Antola

(LG-038 - I/LG-338)

Antola

Descrizione della cima

Il Monte Antola è la vetta più conosciuta e frequentata del Gruppo del Monte Antola posto tra la valle Scrivia, la val Trebbia e la val Borbera. Considerata per antonomasia la "montagna dei genovesi", è meta frequentatissima dagli escursionisti durante la bella stagione (maggio - settembre). Posto a cavallo delle province di Genova (comuni di Valbrevenna e Propata) e Alessandria (comune di Carrega Ligure) si distingue per la sua sommità a piramide erbosa sopra la quale si innalza una croce. Possibilità di montare qualsiasi tipo di antenna, data la popolarità della cima è d'obbligo non arrecare disturbo ai tanti escursionisti.


Ref. SOTA Italia LG-038
Ref. SOTA UK I/LG-338
Nome Antola
Altitudine 1597 m.
Locatore JN44NN
Punti 6
Difficoltà media
Valida dal 01/05/2007

in auto da Chiavari, per Barbagelata, Montebruno, Casa del Romano

Raggiunto l'abitato di Barbagelata seguendo la strada indicata per LG-037, si prosegue e si scende a Montebruno, lo si attraversa e si prosegue per la strada di fondovalle fino a raggiungere un bivio sulla sinistra per Cassingheno - Carpeneto. Si prosegue per una decina di chilometri, poco dopo l'abitato di Fascia ci si ricongiunge con la strada che proviene da Propata, si gira a destra e in 1km circa si raggiunge Casa del Romano, facilmente riconoscibile per la curiosa costruzione dell'osservatorio astronomico. Si lascia l'auto e si imbocca il sentiero che parte alle spalle dell'osservatorio. In circa un ora e mezza si giunge sulla vetta del monte Antola. La parte finale del sentiero è piuttosto ripida.

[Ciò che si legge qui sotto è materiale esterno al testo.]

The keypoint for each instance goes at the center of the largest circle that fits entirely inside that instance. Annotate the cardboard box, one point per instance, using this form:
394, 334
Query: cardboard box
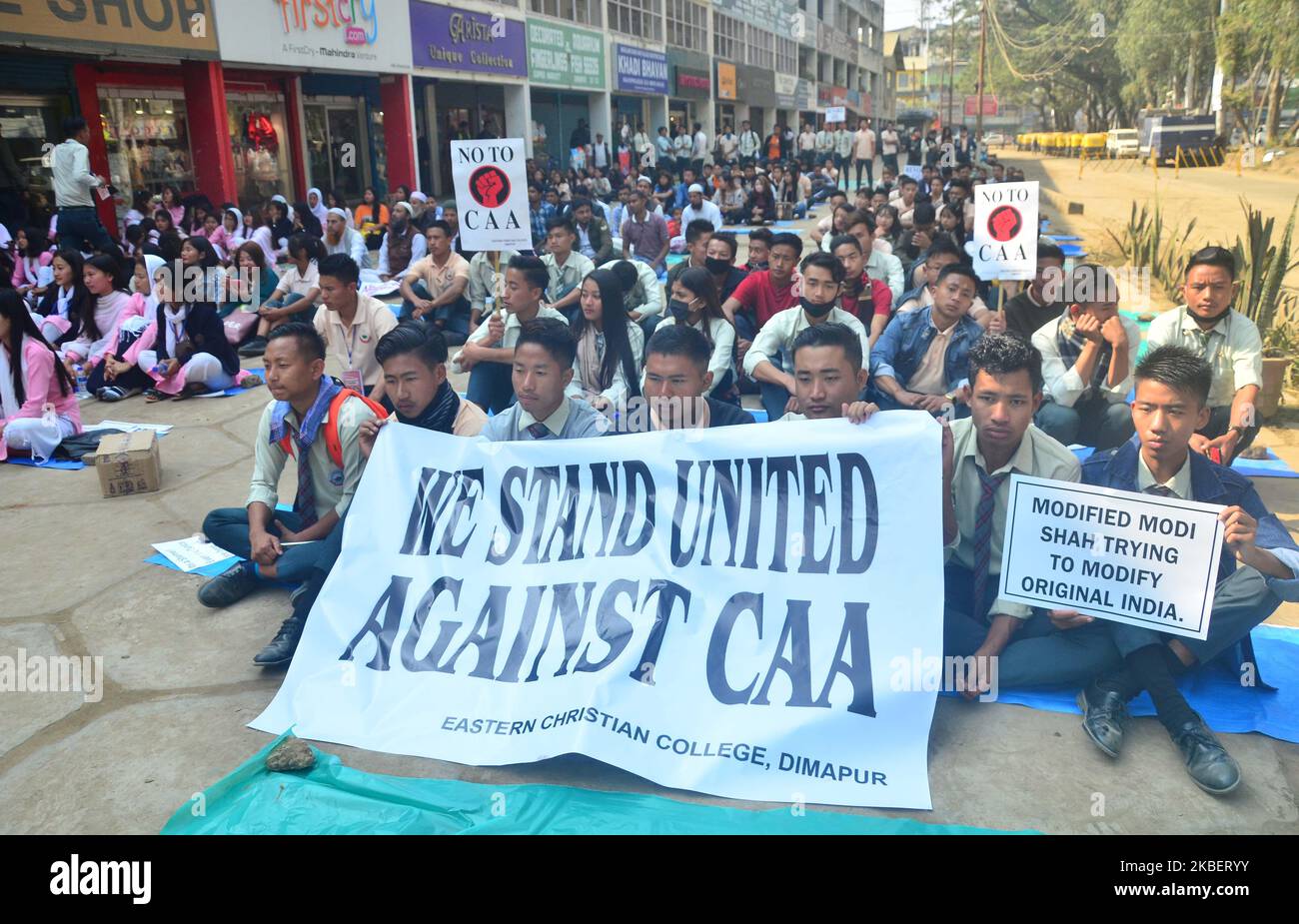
129, 463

in auto sino a Buoni (Pentemina)

Partiamo da Buoni che è una frazione di Pentema. Qui si prende una mulattiera, a sinistra, che monta abbastanza rapidamente a nord. Superata la boscaglia, si sbuca sullo spartiacque tra Pentemina e Brevenna. Qui si trova la Cappella del Colletto che veniva anticamente chiamata Cappella dei Bucci, in quanto era un punto di sosta per gli animali (i vitelli) che venivano portati al pascolo. Si prosegue per ampie e secolari faggete lasciando, poco dopo, il sentiero indicato con tre punti gialli ed imboccando quello con due quadrati gialli. Si arriva quindi alla Colletta delle Cianazze, riconoscibile per delle panche da picnic riparate. Si prosegue verso nord, lungo lo spartiacque sino ad arrivare al ripiano dove sorge il Rifugio dell'Antola. Ancora poche centinaia di metri e si sale sulla sommità del monte.